There is no way for any business to know who has bought something. Apple keeps that data.

There is no way for a business to find out what someone has bought when more than one item is being offered. In other words, did someone buy only A — or A and B? Apple keeps that data.

There is no way for a business to ascertain if its customer base is a bunch of one-off fluke sales or hard-core repeat buyers — the “true fans” that form the foundations of business. Apple keeps that data.

What sellers wind up with when Apple sends them a statement is a sales figure and a check.

If you’re selling X, Y, and Z, you don’t know if there are any overlaps between those who bought each one of those things. There could be 100% overlap. There could be 0% overlap. This is an important thing to know because it’s the basis of product marketing.

Without the fine-grained customer information that a seller gets from direct sales, a seller is left blind. There’s no possibility of true marketing. There’s no way to determine where marketing should be emphasized.
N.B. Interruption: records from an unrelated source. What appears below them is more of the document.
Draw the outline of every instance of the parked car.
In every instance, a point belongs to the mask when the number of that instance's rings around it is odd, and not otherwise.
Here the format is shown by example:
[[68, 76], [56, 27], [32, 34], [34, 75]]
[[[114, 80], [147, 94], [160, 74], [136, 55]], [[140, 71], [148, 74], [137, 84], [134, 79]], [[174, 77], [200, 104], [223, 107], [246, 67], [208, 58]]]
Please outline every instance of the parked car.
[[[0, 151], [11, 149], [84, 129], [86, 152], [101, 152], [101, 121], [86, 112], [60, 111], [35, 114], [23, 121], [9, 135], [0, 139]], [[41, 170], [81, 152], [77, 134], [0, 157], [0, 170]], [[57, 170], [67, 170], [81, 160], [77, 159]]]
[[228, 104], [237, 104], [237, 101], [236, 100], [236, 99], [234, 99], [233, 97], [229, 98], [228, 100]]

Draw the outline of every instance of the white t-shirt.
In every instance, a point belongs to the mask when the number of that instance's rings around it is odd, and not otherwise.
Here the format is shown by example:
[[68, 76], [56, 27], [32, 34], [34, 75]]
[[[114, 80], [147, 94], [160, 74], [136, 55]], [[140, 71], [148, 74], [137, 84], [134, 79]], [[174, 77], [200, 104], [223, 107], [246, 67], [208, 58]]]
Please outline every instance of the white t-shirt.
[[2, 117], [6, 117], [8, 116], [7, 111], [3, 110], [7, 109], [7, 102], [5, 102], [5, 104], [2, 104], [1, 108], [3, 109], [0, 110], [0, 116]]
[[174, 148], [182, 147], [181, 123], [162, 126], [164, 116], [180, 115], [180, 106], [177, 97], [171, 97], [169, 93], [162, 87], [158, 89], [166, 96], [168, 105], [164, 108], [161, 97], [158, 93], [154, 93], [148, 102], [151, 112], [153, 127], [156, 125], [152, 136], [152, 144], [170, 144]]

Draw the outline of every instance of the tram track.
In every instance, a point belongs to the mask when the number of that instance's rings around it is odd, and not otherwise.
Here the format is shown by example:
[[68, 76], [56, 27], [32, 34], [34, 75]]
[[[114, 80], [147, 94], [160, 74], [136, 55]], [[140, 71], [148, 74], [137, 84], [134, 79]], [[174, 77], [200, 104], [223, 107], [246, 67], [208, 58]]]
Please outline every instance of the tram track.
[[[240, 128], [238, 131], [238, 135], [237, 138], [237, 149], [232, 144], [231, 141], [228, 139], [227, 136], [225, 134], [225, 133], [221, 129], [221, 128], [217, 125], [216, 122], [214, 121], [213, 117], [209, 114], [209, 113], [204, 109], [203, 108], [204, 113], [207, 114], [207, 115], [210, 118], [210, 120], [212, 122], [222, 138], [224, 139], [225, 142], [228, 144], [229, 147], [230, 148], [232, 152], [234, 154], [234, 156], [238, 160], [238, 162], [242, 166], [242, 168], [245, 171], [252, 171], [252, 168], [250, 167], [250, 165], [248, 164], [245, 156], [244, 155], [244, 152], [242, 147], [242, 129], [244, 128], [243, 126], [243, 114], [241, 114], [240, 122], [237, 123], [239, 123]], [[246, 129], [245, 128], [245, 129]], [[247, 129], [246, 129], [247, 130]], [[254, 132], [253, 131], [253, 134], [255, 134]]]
There’s no way to tell if current sales are a fluke or indicative of any kind of trend.

Who can run a business blind like that?

No one.

Although I’m certain it’s part of Apple’s Ultimate Strategy to turn iTunes into a platform, I think well before that happens we’ll be reading accounts in the Me-Too Media from iTunes Store/App Store sellers venting about how they can’t do any strategic planning due to the current set-up.

This will especially start to happen as the Big Six book publishers come on board. They will quickly agitate for the kind of customer information that’s necessary to keep themselves in business.

iTunes Store as a universal merchant platform? Yep. I believe it’s coming.

I just hope it gets here faster than it took the iSlate iPad.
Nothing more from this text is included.